Даже во время строительства дома Альберт не бросал живописи. В дальние поездки он по-прежнему брал Оскара и Еноха, которые постепенно овладевали живописным мастерством. Часто к ним присоединялись три брата Парероультжа. Работы юных арандцев говорили о незаурядном даровании их авторов и привлекли к себе большое внимание. Этим шестерым арандцам было суждено создать свою, туземную школу в искусстве.

В начале 1946 года состоялась еще одна выставка, на этот раз снова в Аделаиде. Она была устроена в Галерее Королевского общества изящных искусств Южной Австралии.
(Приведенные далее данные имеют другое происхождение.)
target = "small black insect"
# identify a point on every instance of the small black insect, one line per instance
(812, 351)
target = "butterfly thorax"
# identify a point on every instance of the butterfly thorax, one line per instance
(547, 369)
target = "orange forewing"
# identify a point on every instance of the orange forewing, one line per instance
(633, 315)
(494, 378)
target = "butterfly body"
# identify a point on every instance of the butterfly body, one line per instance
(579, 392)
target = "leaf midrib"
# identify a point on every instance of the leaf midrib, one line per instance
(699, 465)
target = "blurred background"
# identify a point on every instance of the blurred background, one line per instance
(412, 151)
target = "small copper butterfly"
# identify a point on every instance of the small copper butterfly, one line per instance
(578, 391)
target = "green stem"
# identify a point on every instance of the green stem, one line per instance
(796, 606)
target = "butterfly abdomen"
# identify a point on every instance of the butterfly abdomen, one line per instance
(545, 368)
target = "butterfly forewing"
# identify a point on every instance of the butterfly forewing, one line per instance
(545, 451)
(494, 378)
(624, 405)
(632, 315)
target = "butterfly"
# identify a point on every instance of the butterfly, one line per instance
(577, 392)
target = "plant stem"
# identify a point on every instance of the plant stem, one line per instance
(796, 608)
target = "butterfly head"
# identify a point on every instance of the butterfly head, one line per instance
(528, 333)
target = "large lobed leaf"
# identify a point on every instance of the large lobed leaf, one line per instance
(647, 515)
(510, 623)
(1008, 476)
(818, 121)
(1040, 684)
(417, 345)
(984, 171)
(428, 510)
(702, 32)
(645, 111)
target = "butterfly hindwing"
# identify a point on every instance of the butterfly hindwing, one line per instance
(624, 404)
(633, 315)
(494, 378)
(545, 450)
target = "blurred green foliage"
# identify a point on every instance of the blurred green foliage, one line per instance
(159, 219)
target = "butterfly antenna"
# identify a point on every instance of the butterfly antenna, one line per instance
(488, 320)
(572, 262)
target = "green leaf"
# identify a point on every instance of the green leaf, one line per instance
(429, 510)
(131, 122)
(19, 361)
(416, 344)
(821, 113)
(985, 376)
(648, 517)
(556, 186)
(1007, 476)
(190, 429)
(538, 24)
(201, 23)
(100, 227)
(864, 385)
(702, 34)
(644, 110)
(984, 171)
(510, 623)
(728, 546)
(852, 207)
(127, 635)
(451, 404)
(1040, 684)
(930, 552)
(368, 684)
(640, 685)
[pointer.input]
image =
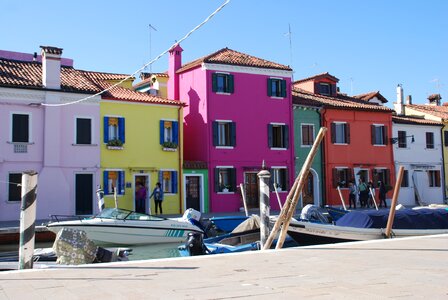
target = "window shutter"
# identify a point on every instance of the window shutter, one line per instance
(121, 131)
(106, 129)
(283, 88)
(333, 133)
(347, 133)
(106, 182)
(233, 134)
(215, 133)
(269, 87)
(176, 132)
(174, 182)
(270, 141)
(214, 82)
(286, 136)
(231, 84)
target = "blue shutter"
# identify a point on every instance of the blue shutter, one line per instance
(176, 132)
(162, 132)
(174, 182)
(121, 129)
(106, 129)
(106, 182)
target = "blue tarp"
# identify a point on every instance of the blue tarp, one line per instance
(404, 219)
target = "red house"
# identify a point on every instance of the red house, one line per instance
(357, 144)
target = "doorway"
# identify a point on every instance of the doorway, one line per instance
(252, 190)
(84, 194)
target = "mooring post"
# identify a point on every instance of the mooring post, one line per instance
(27, 220)
(264, 177)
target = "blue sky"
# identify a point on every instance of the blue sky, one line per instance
(369, 45)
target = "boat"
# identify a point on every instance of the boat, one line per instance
(116, 226)
(370, 225)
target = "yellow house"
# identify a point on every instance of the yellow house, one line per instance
(141, 137)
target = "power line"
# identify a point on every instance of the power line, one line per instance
(147, 64)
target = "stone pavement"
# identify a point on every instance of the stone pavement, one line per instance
(414, 268)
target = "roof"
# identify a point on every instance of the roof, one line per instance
(24, 74)
(228, 56)
(414, 120)
(318, 76)
(371, 95)
(301, 97)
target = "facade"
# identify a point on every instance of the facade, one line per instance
(418, 148)
(238, 114)
(357, 144)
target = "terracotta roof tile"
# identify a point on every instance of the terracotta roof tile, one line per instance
(228, 56)
(301, 97)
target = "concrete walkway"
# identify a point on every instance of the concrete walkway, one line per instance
(414, 268)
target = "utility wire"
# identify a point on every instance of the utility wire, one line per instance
(147, 64)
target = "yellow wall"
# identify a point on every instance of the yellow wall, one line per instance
(142, 153)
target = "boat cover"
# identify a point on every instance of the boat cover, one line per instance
(404, 219)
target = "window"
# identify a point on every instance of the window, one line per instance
(278, 136)
(341, 177)
(113, 179)
(14, 188)
(279, 178)
(168, 179)
(20, 128)
(224, 133)
(379, 135)
(430, 140)
(222, 83)
(83, 131)
(340, 133)
(169, 132)
(225, 179)
(434, 178)
(324, 89)
(114, 129)
(405, 180)
(402, 141)
(307, 135)
(276, 87)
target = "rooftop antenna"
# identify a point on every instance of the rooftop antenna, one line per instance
(150, 45)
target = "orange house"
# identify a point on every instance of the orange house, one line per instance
(358, 141)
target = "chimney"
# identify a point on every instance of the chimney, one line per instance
(51, 67)
(175, 62)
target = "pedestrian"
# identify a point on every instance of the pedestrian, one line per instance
(382, 193)
(157, 193)
(140, 198)
(353, 191)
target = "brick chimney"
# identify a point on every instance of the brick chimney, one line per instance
(51, 67)
(175, 62)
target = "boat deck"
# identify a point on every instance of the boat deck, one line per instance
(397, 268)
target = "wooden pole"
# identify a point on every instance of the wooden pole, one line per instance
(342, 198)
(293, 196)
(390, 220)
(243, 194)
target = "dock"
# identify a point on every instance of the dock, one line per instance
(394, 268)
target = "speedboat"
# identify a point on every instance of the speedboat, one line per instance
(116, 226)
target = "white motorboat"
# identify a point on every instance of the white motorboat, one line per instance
(115, 226)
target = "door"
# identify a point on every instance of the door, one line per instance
(193, 192)
(252, 190)
(84, 194)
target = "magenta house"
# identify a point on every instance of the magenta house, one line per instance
(239, 114)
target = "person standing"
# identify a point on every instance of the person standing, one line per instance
(140, 198)
(157, 193)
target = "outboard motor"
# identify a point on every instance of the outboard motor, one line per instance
(195, 244)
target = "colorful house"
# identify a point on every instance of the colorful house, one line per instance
(357, 144)
(436, 112)
(239, 114)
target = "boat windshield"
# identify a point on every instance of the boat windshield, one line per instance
(123, 214)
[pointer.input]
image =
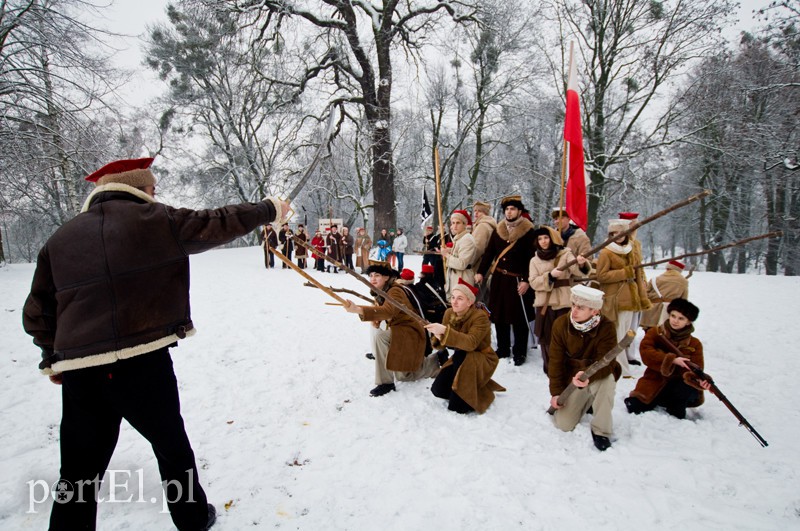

Ее открыл А.-Р. Даунер, позднее ставший министром по делам эмиграции. Ажиотаж был таким же, как и раньше: не прошло и получаса, как из сорока одной работы остались непроданными пять. Цены на этот раз поднялись до сорока гиней. Среди покупателей оказался и сам губернатор штата Южная Австралия. Один одержимый проехал шестьсот миль из штата Виктория, чтобы приобрести хоть какую-нибудь акварель Наматжиры. Четыре работы были увезены в Брисбейн, одна — в Гонолулу и одна — в Перт, для Национальной художественной галереи Западной Австралии. Одна сиднейская фирма, купив акварель, подарила ее британскому министру авиации лорду Уинстеру.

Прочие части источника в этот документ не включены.